4. The method of claim 3, wherein the first real-time pose comprises a first real-time position;

the re-centering process is performed on the first real-time pose set and the first reconstruction pose set respectively to obtain a second real-time pose set and a second reconstruction pose set, including:

determining a first center position of a center point of the first real-time pose set according to the N first real-time positions;

processing each first real-time position according to the first center position to obtain a second real-time pose set comprising N second real-time positions;

determining a second center position of a center point of the first reconstruction pose set according to the N first reconstruction positions;

and processing each first reconstruction position according to the second center position to obtain a second reconstruction pose set comprising N second reconstruction positions.

5. The method of claim 4, wherein the determining a scaling relationship between the second set of real-time poses and the second set of reconstructed poses comprises:

Determining a first distance between each of the second real-time locations and the first central location;

accumulating each first distance to obtain the sum of the first distances;

determining a second distance between each of the second reconstruction locations and the second center location;

accumulating each second distance to obtain the sum of the second distances;

and determining the scale transformation relation according to the sum of the first distances and the sum of the second distances.

6. The method of claim 1, wherein acquiring the first real-time pose comprises:

collecting acceleration and angular velocity of the electronic equipment through an inertial measurement unit on the electronic equipment;

acquiring a relative pose between the camera and the inertial measurement unit;

and determining the first real-time pose according to the acceleration, the angular velocity and the relative pose.

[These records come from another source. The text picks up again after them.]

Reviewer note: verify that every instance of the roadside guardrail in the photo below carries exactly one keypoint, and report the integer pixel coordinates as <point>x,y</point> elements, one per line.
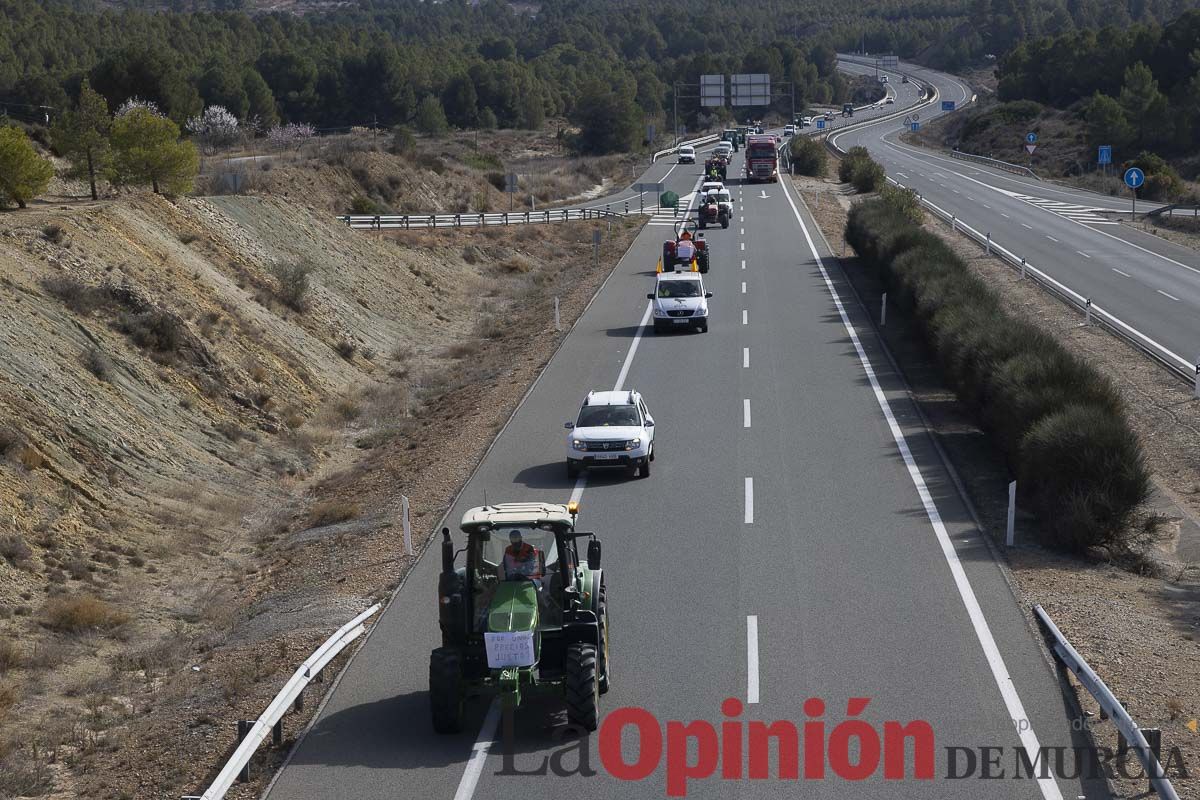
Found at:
<point>251,735</point>
<point>1092,312</point>
<point>993,162</point>
<point>423,221</point>
<point>1146,743</point>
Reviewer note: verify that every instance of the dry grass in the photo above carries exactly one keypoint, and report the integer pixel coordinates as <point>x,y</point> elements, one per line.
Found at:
<point>330,512</point>
<point>82,614</point>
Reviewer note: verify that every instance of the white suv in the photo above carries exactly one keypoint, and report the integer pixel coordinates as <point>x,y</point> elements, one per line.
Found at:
<point>613,429</point>
<point>679,302</point>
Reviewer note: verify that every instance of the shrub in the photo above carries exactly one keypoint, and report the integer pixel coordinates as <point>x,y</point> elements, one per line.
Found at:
<point>83,613</point>
<point>1060,423</point>
<point>904,202</point>
<point>809,156</point>
<point>293,283</point>
<point>154,330</point>
<point>363,204</point>
<point>15,549</point>
<point>333,512</point>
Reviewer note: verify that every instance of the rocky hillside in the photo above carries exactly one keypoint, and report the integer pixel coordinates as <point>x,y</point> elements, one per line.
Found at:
<point>181,382</point>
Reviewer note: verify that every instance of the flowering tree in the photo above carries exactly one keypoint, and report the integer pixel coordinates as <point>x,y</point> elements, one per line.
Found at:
<point>215,127</point>
<point>293,134</point>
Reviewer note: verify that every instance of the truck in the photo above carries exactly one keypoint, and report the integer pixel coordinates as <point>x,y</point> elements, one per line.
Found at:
<point>762,158</point>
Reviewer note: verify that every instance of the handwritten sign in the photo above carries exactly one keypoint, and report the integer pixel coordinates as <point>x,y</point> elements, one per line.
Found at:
<point>509,649</point>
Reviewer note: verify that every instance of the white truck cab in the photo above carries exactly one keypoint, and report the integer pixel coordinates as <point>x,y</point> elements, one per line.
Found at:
<point>612,429</point>
<point>679,302</point>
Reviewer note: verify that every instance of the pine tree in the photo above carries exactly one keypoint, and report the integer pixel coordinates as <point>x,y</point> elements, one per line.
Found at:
<point>23,173</point>
<point>82,136</point>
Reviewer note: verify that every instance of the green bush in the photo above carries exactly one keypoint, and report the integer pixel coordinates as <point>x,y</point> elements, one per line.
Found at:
<point>809,156</point>
<point>1059,422</point>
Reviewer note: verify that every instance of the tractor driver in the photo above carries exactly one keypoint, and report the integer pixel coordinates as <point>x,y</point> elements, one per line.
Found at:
<point>685,248</point>
<point>521,559</point>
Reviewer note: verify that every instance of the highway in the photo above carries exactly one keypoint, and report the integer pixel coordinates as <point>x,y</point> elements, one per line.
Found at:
<point>1071,234</point>
<point>798,539</point>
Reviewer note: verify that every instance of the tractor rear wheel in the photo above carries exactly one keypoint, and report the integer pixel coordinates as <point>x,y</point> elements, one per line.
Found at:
<point>605,662</point>
<point>582,686</point>
<point>447,698</point>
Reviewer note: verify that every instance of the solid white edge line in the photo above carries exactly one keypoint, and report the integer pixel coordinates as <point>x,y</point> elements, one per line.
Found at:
<point>1013,704</point>
<point>479,753</point>
<point>751,660</point>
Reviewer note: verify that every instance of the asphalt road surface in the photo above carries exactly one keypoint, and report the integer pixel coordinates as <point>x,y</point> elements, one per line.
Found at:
<point>797,539</point>
<point>1072,235</point>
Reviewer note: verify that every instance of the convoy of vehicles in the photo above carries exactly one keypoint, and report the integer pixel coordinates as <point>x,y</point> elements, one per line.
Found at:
<point>681,302</point>
<point>762,158</point>
<point>613,429</point>
<point>522,615</point>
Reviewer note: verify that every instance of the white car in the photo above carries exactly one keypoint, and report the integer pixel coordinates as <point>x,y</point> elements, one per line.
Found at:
<point>613,429</point>
<point>679,302</point>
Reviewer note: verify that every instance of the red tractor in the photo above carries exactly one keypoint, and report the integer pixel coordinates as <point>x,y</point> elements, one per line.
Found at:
<point>689,245</point>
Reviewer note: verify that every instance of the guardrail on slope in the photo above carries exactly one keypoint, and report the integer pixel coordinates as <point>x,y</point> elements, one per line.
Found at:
<point>271,721</point>
<point>1173,361</point>
<point>993,162</point>
<point>1146,749</point>
<point>423,221</point>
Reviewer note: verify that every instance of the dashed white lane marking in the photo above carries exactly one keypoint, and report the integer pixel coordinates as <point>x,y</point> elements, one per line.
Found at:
<point>749,511</point>
<point>1013,704</point>
<point>751,659</point>
<point>479,753</point>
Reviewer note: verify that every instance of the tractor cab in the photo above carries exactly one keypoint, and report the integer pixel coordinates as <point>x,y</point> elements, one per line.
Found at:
<point>523,612</point>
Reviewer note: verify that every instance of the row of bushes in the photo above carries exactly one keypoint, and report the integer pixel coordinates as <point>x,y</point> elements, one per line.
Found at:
<point>863,172</point>
<point>1059,422</point>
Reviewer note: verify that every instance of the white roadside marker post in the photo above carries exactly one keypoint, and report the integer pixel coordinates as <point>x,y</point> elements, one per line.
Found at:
<point>408,525</point>
<point>1012,513</point>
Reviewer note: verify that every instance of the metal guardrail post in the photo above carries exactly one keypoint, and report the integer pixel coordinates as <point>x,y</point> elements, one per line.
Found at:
<point>244,727</point>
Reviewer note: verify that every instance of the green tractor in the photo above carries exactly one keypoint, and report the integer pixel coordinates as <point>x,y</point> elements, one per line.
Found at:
<point>522,615</point>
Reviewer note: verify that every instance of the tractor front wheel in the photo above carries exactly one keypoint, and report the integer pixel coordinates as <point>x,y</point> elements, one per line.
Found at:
<point>582,686</point>
<point>447,698</point>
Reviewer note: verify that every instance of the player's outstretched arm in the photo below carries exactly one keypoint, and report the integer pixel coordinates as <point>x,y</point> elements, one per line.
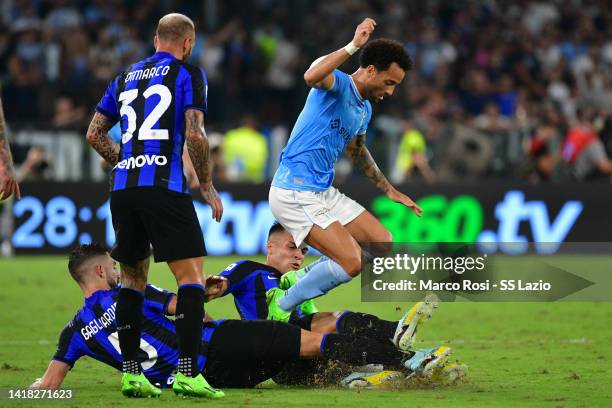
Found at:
<point>8,179</point>
<point>359,154</point>
<point>319,75</point>
<point>98,138</point>
<point>197,146</point>
<point>53,377</point>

7. An image processing apparatus, comprising:

the image acquisition module is used for acquiring N frames of sample images in a physical scene, wherein N is an integer greater than 0;

the pose acquisition module is used for acquiring a first real-time pose set, wherein the first real-time pose set comprises a first real-time pose of the image acquisition module in the real physical scene when acquiring each frame of the sample image;

The three-dimensional reconstruction module is used for carrying out three-dimensional reconstruction according to the N frames of sample images to obtain an initial point cloud and a first reconstruction pose set; the first reconstruction pose set comprises a first reconstruction pose of the image acquisition module corresponding to each sample image; the first reconstruction pose comprises a first reconstruction position and a first reconstruction pose;

the map transformation module is used for performing scale transformation on at least the initial point cloud according to the pose transformation relation between the first real-time pose set and the first reconstruction pose set to obtain a target point cloud;

the pose transformation module is used for transforming each first reconstruction position according to the pose transformation relation to obtain a third reconstruction position; transforming each first reconstruction gesture according to the rotation relation in the gesture transformation relation to obtain a corresponding second reconstruction gesture;

and the data adding module is used for adding each third reconstruction position, the corresponding second reconstruction gesture and the sample image into the target point cloud as a set of data.

8. An electronic device comprising a memory and a processor, the memory storing a computer program executable on the processor, characterized in that the processor implements the steps of the image processing method of any of claims 1 to 6 when the program is executed.

9. A computer-readable storage medium, on which a computer program is stored, characterized in that the computer program, when being executed by a processor, implements the steps of the image processing method of any one of claims 1 to 6.